Using the You only Look once Framework for Enhanced Plagioclase Classification in Petrographic Thin Sections
摘要
Accurate identification of minerals in thin-section petrographic images is fundamental in geology and petrology studies. Traditional optical microscopy techniques, while effective, are time-consuming and require expert interpretation, which can introduce subjectivity and limit efficiency. This study presents an Innovative approach employing the YOLO (You Only Look Once) deep learning algorithm for rapid and precise AI-based detection of plagioclase minerals in microscopic thin section images under cross-polarized light (XPL). A dataset comprising 92 high-resolution images was augmented to 1097 samples using data augmentation techniques to enhance model robustness. Transfer learning was utilized to leverage pre-trained YOLO weights, enabling efficient training despite limited data.
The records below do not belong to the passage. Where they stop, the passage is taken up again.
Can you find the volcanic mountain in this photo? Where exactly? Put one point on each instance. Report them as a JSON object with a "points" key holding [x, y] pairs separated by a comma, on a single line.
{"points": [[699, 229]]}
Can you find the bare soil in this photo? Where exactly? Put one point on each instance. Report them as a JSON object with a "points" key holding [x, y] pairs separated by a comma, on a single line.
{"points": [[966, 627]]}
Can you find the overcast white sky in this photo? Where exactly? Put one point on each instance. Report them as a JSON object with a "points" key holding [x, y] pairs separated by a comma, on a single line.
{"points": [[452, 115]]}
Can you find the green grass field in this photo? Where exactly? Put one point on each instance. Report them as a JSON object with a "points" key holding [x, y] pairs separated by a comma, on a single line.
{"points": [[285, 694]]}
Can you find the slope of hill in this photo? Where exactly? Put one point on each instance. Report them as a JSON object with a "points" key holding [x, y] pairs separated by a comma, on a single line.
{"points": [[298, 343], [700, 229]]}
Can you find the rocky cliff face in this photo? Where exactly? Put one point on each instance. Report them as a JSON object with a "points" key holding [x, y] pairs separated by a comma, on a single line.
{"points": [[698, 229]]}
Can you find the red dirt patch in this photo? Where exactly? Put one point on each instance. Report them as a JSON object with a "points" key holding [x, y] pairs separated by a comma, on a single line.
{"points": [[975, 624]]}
The model was rigorously evaluated using standard metrics, including Precision, Recall, F1-score, and mean Average Precision (mAP), achieving high accuracy with Precision and Recall exceeding 0.98 and mAP-0.5 above 0.99 for both bounding box and mask predictions. Qualitative analysis from a geological perspective confirmed the model’s ability to reliably identify plagioclase regions across a range of petrographic textures, such as granular, intergrowth, and twinned structures, as well as under varying illumination conditions in cross-polarized light. The proposed method serves as an efficient solution for automated mineral identification, substantially accelerating petrographic analysis and minimizing human bias. This study establishes a foundation for future advancements in automated mineralogy, with promising extensions toward multi-mineral classification and the integration of multispectral imaging techniques.